Sent from my Vizio Ultrabook



________________________________
From: nvda@nvda.groups.io <nvda@nvda.groups.io> on behalf of Jason
White via Groups.Io <jason=jasonjgw.net@groups.io>
Sent: Thursday, December 28, 2017 7:40:15 PM
To: nvda@nvda.groups.io
Subject: Re: [nvda] I'm dissappointed

I would argue that providing technical support is an under-valued
profession. I've encountered technical support staff who clearly don't
know enough to solve my problem, and if they did know, unfortunately
they would be in a "better" (more prestigious, more highly paid, etc.) job
elsewhere.

In the commercial hardware and software world, the usual solution is
to have multiple layers of technical support, so that the easy cases
can be dealt with at the lower levels and the harder cases escalated
upward. In my experience, this often doesn't work well if you have one
of the harder cases. I don't know whether anyone has developed a model
that works effectively and which can scale.

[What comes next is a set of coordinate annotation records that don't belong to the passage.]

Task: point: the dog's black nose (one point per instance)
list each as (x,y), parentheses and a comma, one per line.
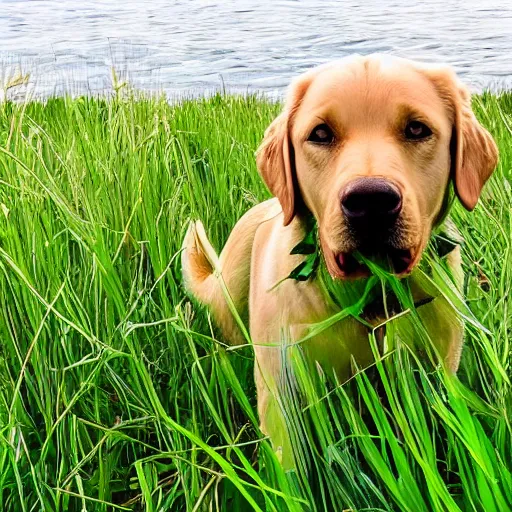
(372,202)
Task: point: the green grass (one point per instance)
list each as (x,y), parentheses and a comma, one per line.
(117,393)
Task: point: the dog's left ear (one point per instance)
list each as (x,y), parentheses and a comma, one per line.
(474,153)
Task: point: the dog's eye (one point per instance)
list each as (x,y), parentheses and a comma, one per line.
(415,130)
(321,134)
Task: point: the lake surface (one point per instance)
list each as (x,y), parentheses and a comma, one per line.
(190,47)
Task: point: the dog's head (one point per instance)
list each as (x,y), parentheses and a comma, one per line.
(369,145)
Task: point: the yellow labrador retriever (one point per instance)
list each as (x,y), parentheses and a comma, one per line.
(367,147)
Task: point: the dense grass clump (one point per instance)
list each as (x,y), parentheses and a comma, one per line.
(116,391)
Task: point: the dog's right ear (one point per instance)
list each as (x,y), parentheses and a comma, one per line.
(275,157)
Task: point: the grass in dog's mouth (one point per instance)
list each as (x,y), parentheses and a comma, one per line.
(117,394)
(394,261)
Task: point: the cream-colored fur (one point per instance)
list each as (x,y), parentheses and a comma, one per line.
(366,101)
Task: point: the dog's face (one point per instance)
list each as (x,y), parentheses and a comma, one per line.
(370,145)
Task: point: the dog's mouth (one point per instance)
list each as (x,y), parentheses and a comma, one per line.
(351,265)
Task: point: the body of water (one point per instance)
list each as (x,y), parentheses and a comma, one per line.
(190,47)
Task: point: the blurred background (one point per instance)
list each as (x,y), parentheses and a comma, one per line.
(196,47)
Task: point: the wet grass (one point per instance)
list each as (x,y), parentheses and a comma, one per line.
(116,392)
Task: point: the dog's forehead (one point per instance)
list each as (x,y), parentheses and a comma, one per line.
(381,80)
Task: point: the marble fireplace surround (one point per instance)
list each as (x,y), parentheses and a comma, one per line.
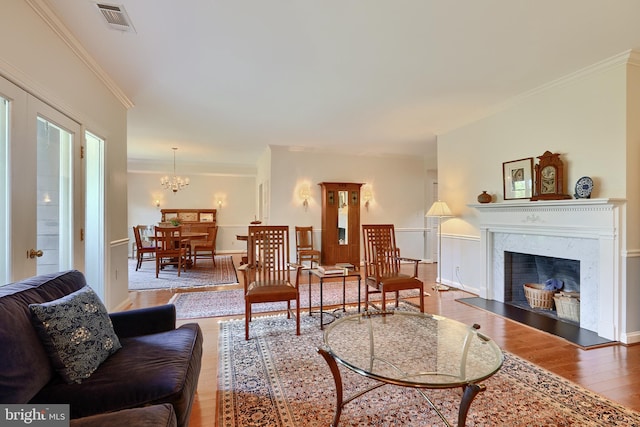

Community support (as with free and open-source software projects) can
be very effective in practice, as this and similar mailing lists have
shown over the years. The more that the user knows, of course, the
more benefits tend to be gained.

-----Original Message-----
From: nvda@nvda.groups.io [mailto:nvda@nvda.groups.io] On Behalf Of
Brian's Mail list account via Groups.Io
Sent: Thursday, December 28, 2017 3:32 PM
To: nvda@nvda.groups.io
Subject: Re: [nvda] I'm dissappointed

I'm keeping away from this subject in case anyone was wondering. I
help out people local to me. In the main its a voice call or a quick
visit in the main. Nine times out of ten its faulty training or lack
of training by others that are the issue.
Also however I have to give credit where it is due. A much maligned
company here in the UK for simply selling boxes, called PC World have
always gone the extra mile for most people who have encountered
problems due to their naivety or disability. They did a telephone
restore of a system for a friend of mine recently and managed to get the
screenreader working as well.
It really depends on the quality of the tech person obviously.

I myself have not used the remote system for nvda in anger and would
not feel happy about doing so without a lot of testing first, mainly
due to my own shortcomings.
Tech support is not easy. Its a bit like solving a criminal case. You
often get bad or no info about what happened and have to somehow
deduce the best way to proceed to preserve data etc.
So when people do say tech support is expensive, yes it is if its any
good.
Brian

bglists@blueyonder.co.uk
Sent via blueyonder.
Please address personal email to:-
briang1@blueyonder.co.uk, putting 'Brian Gaff'
in the display name field.
----- Original Message -----
From: "Gene" <gsasner@ripco.com>
To: <nvda@nvda.groups.io>
Sent: Thursday, December 28, 2017 2:33 PM
Subject: Re: [nvda] I'm dissappointed


I'm not planning to offer such a service. I was saying that just
because NVDA is free, that that doesn't mean that technical support
should be assumed to be free. Some people may offer free support and
some may offer paid support. But unless this is discussed, people may
assume that everyone is discussing a free support system because NVDA
is free.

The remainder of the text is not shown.